Speech tidbits began to leak out to the press as the Obama re-election team working in the White House began to manage expectations. The important nugget emerging was that Team Obama was setting the GOP up so that if this plan isn't immediately acted upon, no matter however poorly written, then it is GOP obstructionism at work. See, Obama doesn't want politics in this thing, just his re-election.
After reading the speech transcript and listening to those pundits on panels after the speech, it is said by economists that the Obama plan might work somewhat if it was passed intact. Not enough to get the economy straightened out, though.
As Charles Krauthammer said of the speech, "This isn't a speech, it's a set up" to blame Congress - Republicans - when this fails miserably.
By Barack Obama bringing the theatrics of a joint session of Congress for this speech that could have been delivered anywhere and any time, he admits he has failed in previous stimulus actions. This will be the third round of stimulus spending. The first happened right after he took office in 2009, with a Democratically controlled House and Senate who rammed through the horrendous deficit exploding stimulus bill and then at the end of 2010 when he renewed Bush tax cuts.

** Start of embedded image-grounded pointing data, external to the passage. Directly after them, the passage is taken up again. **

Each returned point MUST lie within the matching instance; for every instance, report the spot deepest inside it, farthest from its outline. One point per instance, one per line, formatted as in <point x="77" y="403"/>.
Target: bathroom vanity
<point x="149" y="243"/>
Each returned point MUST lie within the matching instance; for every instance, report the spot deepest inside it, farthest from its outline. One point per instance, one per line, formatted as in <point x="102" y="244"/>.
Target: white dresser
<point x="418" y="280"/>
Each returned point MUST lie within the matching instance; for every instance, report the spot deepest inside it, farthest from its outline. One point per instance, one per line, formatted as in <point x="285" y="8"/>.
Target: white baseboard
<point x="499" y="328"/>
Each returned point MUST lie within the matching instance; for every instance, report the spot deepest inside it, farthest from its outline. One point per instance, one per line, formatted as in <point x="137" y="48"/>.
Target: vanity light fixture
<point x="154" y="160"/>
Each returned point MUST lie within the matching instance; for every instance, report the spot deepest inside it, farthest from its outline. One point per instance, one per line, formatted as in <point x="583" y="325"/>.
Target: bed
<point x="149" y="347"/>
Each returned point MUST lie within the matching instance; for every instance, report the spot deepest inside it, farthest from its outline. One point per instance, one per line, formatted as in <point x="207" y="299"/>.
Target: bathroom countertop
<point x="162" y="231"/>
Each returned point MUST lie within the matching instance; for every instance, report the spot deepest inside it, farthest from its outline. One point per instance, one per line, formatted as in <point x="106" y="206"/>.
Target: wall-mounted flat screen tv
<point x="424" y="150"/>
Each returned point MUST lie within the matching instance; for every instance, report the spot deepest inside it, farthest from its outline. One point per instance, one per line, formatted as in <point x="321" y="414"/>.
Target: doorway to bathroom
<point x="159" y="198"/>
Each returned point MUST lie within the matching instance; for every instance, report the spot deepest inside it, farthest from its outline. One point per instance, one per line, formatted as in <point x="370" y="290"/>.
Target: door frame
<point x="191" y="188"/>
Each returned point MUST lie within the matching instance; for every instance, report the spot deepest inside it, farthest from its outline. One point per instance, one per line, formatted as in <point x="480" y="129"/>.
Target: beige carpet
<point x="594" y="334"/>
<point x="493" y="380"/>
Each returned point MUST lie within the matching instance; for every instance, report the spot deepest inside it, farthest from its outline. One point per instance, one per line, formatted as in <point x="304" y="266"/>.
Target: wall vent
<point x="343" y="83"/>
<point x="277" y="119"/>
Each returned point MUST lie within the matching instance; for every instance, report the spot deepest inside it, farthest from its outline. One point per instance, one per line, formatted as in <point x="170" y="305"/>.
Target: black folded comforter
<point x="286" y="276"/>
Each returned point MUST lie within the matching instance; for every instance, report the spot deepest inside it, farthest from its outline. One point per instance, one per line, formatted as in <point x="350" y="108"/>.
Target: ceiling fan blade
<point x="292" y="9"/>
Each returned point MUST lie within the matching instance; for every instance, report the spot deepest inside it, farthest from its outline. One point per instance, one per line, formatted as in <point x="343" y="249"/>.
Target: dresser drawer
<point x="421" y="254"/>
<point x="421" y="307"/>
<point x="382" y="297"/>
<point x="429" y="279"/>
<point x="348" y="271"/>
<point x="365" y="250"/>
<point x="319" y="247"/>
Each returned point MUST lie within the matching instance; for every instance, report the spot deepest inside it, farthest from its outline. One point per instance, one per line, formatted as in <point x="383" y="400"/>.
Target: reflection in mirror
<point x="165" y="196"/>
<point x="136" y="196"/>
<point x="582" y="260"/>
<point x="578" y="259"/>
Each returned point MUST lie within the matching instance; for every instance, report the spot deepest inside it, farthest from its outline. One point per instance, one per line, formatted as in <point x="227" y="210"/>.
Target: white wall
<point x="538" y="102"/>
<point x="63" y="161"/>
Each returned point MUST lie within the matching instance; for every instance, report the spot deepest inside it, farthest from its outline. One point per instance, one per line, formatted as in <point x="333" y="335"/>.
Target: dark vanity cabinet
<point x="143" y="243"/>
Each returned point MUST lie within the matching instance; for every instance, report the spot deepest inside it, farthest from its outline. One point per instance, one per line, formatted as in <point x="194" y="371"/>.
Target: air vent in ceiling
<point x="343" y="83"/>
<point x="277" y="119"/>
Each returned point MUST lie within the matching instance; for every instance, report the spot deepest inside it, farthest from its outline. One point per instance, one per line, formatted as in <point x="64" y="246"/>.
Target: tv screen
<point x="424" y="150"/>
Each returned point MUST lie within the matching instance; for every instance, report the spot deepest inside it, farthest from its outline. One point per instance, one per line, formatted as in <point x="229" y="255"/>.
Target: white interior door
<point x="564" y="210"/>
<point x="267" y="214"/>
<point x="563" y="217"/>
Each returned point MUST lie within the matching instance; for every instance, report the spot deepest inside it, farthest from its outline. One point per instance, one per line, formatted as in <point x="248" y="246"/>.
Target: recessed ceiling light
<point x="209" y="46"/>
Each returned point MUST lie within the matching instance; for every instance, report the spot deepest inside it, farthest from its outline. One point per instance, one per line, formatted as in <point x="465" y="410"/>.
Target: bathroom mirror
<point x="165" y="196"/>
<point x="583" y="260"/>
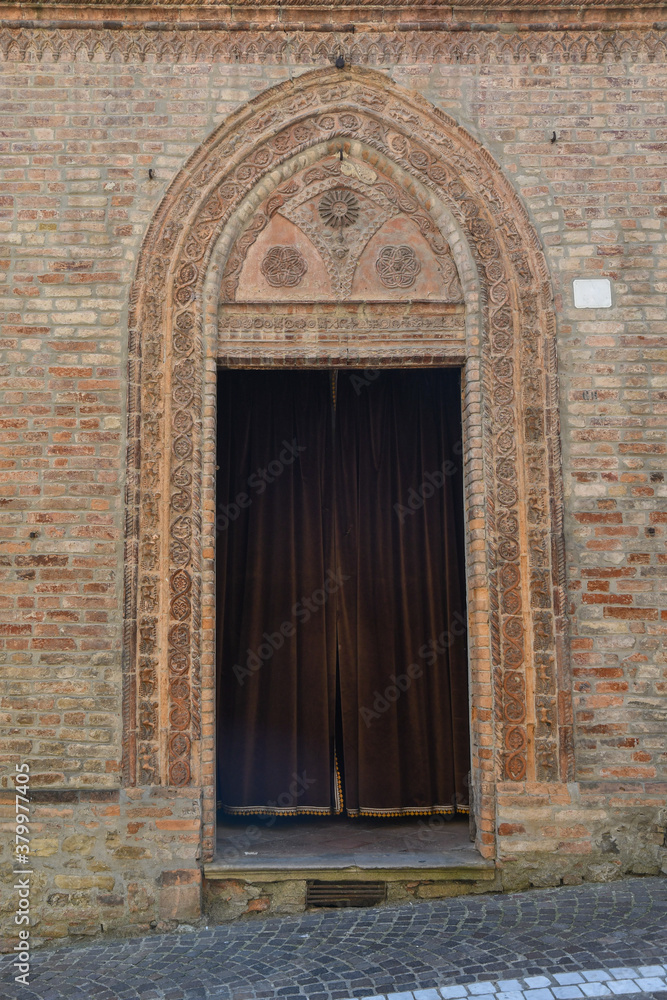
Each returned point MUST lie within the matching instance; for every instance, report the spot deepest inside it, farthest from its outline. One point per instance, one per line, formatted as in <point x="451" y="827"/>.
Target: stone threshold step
<point x="291" y="870"/>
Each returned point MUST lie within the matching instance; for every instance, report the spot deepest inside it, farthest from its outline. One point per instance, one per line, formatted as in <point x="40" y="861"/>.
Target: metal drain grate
<point x="320" y="893"/>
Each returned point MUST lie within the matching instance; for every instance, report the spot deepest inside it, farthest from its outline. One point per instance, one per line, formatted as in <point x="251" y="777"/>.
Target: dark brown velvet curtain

Just two years ago, Barack Obama admitted that raising taxes in a recession is a really bad idea. So, Thursday night he called for raising taxes on the "millionaires and billionaires" he loves to target. He used the worn out example of Warren Buffett paying taxes at a lesser rate than does his secretary. The fact is, Buffett uses every loophole and tax shelter available just like everyone else does. If Buffett was truly serious about paying a "fairer" share of his wealth in taxes, then he can write a check any day to the U.S. Treasury, as can any taxpayer.
How about Barack Obama? He is a millionaire now and likes to say he doesn't need the tax breaks. Does he pay extra to be "more fair"? Of course not. They are huge hypocrites.
As John McCain said, "it's old wine in new bottles", this speech. And, he is making another speech in another week or so to tell us how he proposes we all pay for this agenda.
And, the White House stagecraft was magnificant - instead of a 45 minute speech which was orginally said this speech would be, the speech was only 33 minutes. The GOP didn't make a televised response to the speech, thinking that it would interfere with the beginning of the opening NFL game. No politician wants to interfere with football. So, the White House either lied about the speech length or simply manipulated the evening events so that the GOP didn't give a response. There was time, after all, for a televised GOP response before the big game.
Chicago style thuggery rears its ugly head again.
So, the venue was way too big for the substance of the speech. Some of the President's thoughts will be worked with by the GOP. The President has finally come around to the idea of extending more tax breaks to small businesses after 3 years of the GOP asking for it and they can come together on that. Everyone can agree that military veterans deserve breaks for jobs and employers should be able to hire them easily.
House Republicans have produced plans for job growth and economic recovery. Now the Senate GOP has, too. The Frontiers Plan is available. Now maybe the President will acknowledge that the GOP has been working on the economic troubles in this country all along, even as he says otherwise, and truly begin to work with them.
Otherwise it was all just another campaign speech from Barack Obama.